Friday, August 27, 2010

0.6.6 allows composing plans from multiple files

It's fairly common to have information needed for a plan that you would like to reuse across multiple plans. For instance, if you are diff'ng DB sources, it would be nice to isolate the DB connection information to one file that could be reused across different comparisons.
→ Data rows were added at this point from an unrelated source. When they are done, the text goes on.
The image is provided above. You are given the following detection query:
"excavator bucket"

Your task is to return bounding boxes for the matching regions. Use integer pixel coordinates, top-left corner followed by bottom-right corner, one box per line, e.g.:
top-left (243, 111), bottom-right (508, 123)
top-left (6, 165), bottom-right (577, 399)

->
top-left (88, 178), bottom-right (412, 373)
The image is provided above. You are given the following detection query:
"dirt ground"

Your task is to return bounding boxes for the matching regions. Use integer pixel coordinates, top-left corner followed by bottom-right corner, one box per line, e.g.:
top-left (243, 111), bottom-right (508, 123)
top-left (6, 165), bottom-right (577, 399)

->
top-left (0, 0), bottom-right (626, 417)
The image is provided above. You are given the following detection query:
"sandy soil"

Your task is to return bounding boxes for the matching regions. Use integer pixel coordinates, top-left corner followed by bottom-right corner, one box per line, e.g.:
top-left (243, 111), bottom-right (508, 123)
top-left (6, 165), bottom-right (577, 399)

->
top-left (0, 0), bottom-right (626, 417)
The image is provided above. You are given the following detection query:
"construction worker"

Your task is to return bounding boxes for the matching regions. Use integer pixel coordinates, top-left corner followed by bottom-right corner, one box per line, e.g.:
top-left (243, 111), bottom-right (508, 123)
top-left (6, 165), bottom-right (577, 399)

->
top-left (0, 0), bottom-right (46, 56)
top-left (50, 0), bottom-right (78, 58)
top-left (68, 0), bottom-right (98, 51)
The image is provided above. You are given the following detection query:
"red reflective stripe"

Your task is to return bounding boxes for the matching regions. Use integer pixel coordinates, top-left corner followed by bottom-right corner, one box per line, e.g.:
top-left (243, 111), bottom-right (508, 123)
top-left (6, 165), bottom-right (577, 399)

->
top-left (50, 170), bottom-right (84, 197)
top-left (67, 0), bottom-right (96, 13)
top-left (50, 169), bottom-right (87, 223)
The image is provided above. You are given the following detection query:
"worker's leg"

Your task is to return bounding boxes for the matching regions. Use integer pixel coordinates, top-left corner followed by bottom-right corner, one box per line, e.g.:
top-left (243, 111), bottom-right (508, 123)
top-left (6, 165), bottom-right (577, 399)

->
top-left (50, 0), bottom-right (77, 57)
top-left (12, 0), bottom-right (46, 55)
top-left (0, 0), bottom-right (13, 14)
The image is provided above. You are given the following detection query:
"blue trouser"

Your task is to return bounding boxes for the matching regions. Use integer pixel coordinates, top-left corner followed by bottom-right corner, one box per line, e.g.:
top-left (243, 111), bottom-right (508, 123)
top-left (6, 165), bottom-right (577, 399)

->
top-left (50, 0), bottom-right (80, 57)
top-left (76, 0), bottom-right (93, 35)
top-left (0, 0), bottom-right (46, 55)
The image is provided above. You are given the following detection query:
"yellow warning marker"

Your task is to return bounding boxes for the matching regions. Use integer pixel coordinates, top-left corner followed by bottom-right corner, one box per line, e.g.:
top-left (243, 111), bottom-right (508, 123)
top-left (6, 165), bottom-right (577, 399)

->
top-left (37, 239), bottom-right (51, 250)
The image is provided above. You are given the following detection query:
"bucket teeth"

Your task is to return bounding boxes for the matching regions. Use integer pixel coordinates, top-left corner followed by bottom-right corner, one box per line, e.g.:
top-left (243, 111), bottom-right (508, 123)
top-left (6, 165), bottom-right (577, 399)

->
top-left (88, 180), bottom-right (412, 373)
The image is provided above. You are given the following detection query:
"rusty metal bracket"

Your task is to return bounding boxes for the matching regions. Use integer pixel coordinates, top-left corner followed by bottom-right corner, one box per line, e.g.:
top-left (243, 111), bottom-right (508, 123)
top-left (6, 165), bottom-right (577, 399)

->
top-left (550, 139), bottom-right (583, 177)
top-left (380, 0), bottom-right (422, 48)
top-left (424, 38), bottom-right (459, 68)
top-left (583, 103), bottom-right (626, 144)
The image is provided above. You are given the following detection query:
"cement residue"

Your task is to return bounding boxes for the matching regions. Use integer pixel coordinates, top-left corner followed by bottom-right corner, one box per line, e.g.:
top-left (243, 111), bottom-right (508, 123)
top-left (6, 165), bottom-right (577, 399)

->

0.6.6 now allows this via the -planfiles argument. -planfiles can take as a value either a single file name or multiple comma separated file names. It then composites the files to create a single plan. Here's an example:

 joe$ java -jar diffkit-app.jar -planfiles test3.plan.xml,sources.xml  

file: test3.plan.xml
      <bean id="plan" class="org.diffkit.diff.conf.DKPassthroughPlan">  
           <property name="lhsSource" ref="lhs.source" />  
           <property name="rhsSource" ref="rhs.source" />  
           <property name="sink" ref="sink" />  
           <property name="tableComparison" ref="table.comparison" />  

file: sources.xml
      <bean id="rhs.source" class="org.diffkit.diff.sns.DKFileSource">  
           <constructor-arg index="0"  
                value="./test3.rhs.csv" />  
           <constructor-arg index="1" ref="lhs.table.model" />  
           <constructor-arg index="2">  
                <null />  
              <constructor-arg index="3">  
                <null />  
              <constructor-arg index="4" value="\," />  
              <constructor-arg index="5" value="true" />  
              <constructor-arg index="6" value="true" />  

Note that the bean id="rhs.source" is nowhere defined in the file test3.plan.xml. It's only defined in the file sources.xml

much improved command line interface in 0.6.6

0.6.6 was just released. By default, all of the logback INFO level spam is gone from the standard output. Instead, there is now a minimalist output that includes a simple, high-level, diff report. e.g.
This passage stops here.